El Santo Padre explicó que Clara nació en una familia rica y aristocrática
y que siendo todavía muy joven sus parientes decidieron casarla con un
personaje de relieve, pero a los dieciocho años, la santa, con un gesto
audaz, en compañía de una amiga e inspirada por un profundo deseo de seguir
a Cristo, dejó la casa paterna. Se incorporó al grupo de los hermanos
menores en la iglesia de la Porciúncula en Asís y fue el mismo Francisco el
que la acogió y en una sencilla ceremonia le cortó el cabello y le impuso un
hábito penitencial. Desde aquel momento Clara se convirtió en esposa de
Cristo, humilde y pobre y a Él se consagró totalmente.
"Sobre todo al principio de su experiencia religiosa -prosiguió Benedicto
XVI- Clara tuvo en Francisco de Asís no solo un maestro del que seguir las
enseñanzas, sino también un amigo fraternal. La amistad entre estos dos
santos es un aspecto bello e importante. Efectivamente, cuando dos almas
puras e inflamadas del mismo amor por Dios se encuentran, hallan en la
amistad recíproca un fuerte estímulo para recorrer el camino de la
perfección. La amistad es uno de los sentimientos humanos más nobles y
elevados que la Gracia divina purifica y transfigura".
De cómo vivían las seguidoras de Clara al principio del movimiento
franciscano habla el obispo flamenco Jacques de Vitry que visitó en aquellos
años Italia, notando "una característica de la espiritualidad franciscana a
la que Clara era muy sensible: la radicalidad de la pobreza ligada a la
confianza total en la Providencia divina".

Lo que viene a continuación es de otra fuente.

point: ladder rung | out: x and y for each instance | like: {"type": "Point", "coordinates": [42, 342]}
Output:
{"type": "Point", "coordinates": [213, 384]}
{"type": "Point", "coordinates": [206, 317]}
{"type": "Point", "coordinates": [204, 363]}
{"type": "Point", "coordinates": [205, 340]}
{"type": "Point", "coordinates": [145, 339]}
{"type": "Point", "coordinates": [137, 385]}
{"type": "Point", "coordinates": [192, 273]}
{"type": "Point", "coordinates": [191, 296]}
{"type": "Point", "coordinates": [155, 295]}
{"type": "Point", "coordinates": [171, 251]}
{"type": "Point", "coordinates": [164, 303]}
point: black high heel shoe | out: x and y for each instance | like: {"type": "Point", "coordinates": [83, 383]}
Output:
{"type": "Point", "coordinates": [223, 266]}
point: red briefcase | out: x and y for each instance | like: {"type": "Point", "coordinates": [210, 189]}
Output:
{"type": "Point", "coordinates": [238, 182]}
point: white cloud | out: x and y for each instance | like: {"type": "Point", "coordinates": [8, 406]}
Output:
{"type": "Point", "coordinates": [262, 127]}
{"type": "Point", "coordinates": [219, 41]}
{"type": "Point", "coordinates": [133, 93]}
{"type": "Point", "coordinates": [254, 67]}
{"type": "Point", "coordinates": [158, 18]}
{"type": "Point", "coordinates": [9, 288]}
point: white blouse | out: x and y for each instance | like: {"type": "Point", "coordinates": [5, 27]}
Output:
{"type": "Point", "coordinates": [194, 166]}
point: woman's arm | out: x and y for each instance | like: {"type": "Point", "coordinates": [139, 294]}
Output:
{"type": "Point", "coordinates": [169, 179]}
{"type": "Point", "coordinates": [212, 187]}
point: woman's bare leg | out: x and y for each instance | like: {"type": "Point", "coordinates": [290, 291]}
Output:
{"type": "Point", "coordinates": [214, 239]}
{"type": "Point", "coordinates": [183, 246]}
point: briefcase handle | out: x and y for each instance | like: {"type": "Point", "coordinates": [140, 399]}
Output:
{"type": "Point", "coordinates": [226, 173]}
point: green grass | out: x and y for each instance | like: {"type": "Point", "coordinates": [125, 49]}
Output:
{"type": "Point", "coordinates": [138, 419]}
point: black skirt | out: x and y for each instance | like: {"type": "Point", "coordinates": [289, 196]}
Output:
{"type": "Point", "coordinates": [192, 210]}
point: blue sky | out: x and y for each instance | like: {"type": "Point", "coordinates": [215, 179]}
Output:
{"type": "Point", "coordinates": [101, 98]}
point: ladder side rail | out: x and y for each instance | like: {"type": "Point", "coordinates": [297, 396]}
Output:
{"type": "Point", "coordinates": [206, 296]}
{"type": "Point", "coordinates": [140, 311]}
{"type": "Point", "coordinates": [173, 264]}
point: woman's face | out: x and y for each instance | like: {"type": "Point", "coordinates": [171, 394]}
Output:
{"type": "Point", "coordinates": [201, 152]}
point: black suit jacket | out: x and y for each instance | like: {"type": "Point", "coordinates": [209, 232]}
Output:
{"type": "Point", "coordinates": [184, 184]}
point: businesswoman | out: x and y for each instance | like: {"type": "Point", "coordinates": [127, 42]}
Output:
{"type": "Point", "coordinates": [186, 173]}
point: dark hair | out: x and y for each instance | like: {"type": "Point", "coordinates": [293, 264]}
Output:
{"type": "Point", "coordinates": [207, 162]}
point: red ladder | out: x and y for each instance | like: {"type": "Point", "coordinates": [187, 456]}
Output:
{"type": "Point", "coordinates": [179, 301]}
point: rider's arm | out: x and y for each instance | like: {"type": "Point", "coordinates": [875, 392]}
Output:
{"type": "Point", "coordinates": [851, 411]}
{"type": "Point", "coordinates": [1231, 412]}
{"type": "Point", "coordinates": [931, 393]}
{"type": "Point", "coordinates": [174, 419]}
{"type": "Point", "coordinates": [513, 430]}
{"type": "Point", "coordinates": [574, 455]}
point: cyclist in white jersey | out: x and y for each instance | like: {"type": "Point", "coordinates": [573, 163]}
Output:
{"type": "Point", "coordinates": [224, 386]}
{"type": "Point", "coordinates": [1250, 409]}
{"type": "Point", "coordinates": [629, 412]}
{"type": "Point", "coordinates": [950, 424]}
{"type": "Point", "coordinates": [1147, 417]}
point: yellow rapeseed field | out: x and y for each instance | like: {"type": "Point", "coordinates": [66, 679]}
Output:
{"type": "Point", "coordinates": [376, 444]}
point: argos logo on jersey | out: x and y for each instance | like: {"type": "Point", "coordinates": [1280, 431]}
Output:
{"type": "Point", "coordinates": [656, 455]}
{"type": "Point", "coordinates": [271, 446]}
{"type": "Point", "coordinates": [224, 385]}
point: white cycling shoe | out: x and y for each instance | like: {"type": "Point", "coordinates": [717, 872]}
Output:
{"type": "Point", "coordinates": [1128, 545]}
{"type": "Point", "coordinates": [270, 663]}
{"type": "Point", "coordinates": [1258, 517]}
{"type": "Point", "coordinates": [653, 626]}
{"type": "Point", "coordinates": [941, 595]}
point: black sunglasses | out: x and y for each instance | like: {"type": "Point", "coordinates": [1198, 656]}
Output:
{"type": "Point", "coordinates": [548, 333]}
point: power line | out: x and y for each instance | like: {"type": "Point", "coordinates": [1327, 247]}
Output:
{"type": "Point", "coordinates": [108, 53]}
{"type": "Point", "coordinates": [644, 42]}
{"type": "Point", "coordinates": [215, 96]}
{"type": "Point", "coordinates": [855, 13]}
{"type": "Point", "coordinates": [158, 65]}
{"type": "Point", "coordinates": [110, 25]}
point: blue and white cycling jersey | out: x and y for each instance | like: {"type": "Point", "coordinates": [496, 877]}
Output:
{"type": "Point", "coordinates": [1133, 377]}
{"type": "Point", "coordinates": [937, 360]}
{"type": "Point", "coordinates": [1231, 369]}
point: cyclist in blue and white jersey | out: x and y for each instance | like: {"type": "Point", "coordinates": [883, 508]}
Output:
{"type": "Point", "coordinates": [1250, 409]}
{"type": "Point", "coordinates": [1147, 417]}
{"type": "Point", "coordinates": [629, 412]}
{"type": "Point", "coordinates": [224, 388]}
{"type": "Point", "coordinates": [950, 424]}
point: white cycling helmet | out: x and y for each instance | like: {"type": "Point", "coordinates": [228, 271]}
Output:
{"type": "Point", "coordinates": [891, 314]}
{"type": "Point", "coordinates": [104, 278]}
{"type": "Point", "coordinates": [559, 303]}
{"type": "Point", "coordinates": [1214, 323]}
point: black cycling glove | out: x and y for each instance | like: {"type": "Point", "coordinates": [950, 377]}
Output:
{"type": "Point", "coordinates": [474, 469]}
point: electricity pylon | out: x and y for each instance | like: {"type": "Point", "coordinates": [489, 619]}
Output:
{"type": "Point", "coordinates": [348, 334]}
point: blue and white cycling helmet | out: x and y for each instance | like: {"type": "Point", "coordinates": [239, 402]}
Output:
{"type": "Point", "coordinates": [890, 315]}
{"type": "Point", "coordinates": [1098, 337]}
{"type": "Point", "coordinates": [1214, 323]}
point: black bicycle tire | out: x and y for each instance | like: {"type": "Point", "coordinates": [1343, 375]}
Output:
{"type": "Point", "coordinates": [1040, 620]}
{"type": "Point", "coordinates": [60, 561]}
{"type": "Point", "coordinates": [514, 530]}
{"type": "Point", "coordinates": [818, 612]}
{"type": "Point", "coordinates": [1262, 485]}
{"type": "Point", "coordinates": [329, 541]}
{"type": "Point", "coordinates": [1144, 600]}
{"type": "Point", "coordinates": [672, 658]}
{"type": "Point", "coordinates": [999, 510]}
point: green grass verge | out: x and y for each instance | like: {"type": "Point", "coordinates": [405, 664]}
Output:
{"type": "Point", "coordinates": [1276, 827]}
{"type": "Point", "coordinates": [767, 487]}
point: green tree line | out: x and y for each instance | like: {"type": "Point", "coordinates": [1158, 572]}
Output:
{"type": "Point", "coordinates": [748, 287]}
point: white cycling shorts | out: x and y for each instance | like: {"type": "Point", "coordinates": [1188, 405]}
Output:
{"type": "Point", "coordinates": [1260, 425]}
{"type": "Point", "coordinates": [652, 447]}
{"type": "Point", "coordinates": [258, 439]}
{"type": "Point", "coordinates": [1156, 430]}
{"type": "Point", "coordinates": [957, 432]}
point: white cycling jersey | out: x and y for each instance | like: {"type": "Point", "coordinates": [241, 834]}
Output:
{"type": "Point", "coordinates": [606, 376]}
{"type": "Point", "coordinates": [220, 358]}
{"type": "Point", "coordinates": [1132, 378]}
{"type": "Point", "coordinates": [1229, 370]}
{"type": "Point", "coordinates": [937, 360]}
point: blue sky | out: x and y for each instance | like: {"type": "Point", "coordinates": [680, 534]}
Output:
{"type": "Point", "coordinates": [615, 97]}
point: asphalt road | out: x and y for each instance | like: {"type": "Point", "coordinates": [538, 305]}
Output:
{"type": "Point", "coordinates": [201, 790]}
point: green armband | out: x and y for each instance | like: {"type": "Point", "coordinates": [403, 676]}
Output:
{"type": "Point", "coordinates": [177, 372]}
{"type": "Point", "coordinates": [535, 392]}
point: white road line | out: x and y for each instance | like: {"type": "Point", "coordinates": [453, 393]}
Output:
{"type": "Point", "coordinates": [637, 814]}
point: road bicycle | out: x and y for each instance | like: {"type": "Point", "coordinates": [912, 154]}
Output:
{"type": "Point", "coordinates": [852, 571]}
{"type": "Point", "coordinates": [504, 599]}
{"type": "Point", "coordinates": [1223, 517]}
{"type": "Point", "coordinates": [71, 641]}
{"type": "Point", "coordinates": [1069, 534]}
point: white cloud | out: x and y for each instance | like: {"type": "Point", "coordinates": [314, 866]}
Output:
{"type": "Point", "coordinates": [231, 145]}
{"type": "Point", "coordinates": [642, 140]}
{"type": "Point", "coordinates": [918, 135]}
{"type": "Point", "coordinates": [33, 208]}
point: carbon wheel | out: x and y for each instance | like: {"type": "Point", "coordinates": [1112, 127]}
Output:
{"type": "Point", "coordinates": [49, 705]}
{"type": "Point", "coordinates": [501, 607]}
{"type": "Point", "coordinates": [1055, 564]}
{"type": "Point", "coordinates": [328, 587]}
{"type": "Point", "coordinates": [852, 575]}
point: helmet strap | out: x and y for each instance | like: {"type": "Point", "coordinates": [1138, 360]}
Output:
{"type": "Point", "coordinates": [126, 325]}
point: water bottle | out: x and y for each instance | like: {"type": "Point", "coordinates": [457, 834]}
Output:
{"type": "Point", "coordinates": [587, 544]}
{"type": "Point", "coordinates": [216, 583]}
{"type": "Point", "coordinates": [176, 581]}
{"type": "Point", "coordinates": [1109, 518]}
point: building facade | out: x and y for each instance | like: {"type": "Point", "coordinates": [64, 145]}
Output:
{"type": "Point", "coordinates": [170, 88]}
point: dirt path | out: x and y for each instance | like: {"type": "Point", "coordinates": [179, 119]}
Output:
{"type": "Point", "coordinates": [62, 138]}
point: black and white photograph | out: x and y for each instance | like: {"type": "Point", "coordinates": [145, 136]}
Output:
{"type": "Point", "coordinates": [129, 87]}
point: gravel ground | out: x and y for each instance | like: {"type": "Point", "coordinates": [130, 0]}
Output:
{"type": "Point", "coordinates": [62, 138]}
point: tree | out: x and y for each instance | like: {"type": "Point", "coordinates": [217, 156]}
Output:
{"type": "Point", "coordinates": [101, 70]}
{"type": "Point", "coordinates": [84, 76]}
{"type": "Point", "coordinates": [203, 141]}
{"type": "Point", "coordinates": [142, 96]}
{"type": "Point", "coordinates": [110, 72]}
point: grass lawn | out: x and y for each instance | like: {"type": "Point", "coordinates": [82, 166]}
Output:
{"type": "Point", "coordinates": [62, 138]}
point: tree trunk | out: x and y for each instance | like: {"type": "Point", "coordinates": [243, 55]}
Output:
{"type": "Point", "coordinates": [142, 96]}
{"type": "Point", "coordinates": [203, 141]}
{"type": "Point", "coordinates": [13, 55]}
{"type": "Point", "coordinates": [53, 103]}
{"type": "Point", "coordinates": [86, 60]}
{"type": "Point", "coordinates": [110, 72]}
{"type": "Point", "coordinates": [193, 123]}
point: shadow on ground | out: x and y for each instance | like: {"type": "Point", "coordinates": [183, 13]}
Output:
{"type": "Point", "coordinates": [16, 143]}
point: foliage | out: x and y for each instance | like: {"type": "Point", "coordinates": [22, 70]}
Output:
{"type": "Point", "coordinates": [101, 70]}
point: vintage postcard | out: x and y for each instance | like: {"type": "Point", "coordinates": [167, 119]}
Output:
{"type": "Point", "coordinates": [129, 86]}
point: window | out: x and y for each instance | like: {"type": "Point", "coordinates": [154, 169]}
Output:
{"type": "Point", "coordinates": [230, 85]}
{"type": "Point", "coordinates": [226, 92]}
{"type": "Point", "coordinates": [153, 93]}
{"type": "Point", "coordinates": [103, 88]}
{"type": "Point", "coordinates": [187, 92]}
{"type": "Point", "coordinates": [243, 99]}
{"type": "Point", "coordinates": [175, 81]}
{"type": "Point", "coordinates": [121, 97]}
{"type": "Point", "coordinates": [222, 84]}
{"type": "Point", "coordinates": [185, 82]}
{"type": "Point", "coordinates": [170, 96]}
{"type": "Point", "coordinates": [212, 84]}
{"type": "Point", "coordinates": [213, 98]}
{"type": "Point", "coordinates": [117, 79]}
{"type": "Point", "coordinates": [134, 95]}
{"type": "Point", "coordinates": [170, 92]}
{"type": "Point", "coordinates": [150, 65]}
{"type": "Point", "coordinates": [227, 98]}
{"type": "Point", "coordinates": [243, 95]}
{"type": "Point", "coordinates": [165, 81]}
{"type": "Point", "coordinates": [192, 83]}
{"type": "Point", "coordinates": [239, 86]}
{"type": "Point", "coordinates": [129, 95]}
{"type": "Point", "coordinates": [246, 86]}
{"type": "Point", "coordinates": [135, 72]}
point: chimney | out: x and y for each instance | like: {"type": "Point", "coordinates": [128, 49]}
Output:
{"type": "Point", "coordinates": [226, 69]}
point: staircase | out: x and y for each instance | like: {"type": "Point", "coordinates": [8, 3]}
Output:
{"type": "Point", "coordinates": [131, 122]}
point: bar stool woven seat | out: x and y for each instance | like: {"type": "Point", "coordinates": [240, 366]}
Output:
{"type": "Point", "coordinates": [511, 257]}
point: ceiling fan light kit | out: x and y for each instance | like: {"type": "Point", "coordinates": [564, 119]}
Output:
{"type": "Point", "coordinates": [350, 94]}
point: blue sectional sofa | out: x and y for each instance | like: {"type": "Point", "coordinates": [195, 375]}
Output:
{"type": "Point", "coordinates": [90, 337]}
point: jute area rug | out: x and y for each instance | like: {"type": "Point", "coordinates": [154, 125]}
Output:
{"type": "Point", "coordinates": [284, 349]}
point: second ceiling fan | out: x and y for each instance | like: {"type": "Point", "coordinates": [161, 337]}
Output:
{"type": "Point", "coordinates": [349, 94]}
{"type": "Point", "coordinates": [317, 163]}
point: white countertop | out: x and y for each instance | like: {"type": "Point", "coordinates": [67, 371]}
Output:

Por ese motivo, la santa obtuvo del Papa Gregorio IX o más probablemente
ya de Inocencio III, recordó Benedicto XVI, el llamado "Privilegium
Paupertatis", por el cual Clara y sus compañeras de San Damiano "no podían
poseer ninguna propiedad material. Se trataba de una excepción
verdaderamente extraordinaria del derecho canónico vigente y las autoridades
eclesiásticas de aquella época lo concedieron, apreciando los frutos de
santidad evangélica que reconocían en el modo de vivir de Clara y sus
hermanas".
"Este hecho demuestra como también en la Edad Media -subrayó el pontífice-
el papel de las mujeres no era secundario, sino considerable. A este
propósito hay que recordar que Clara fue la primera mujer en la historia de
la Iglesia que redactó una Regla escrita sometida a la aprobación del Papa
para que el carisma de San Francisco se conservase en todas las numerosas
comunidades femeninas que se establecían en aquellos tiempos y que querían
inspirarse en el ejemplo de Francisco y Clara".
En el convento de San Damiano, Clara "practicó de forma heroica las
virtudes que deberían distinguir a todos los cristianos: humildad, espíritu
de piedad y de penitencia, caridad".
Su fama de santidad y los prodigios que gracias a ella se verificaron
llevaron al Papa Alejandro IV a canonizarla en 1255, solo dos años después
de su muerte. Sus seguidoras, las Clarisas, "desempeñan con su oración y su
obra un papel inapreciable en la Iglesia", concluyó Benedicto XVI.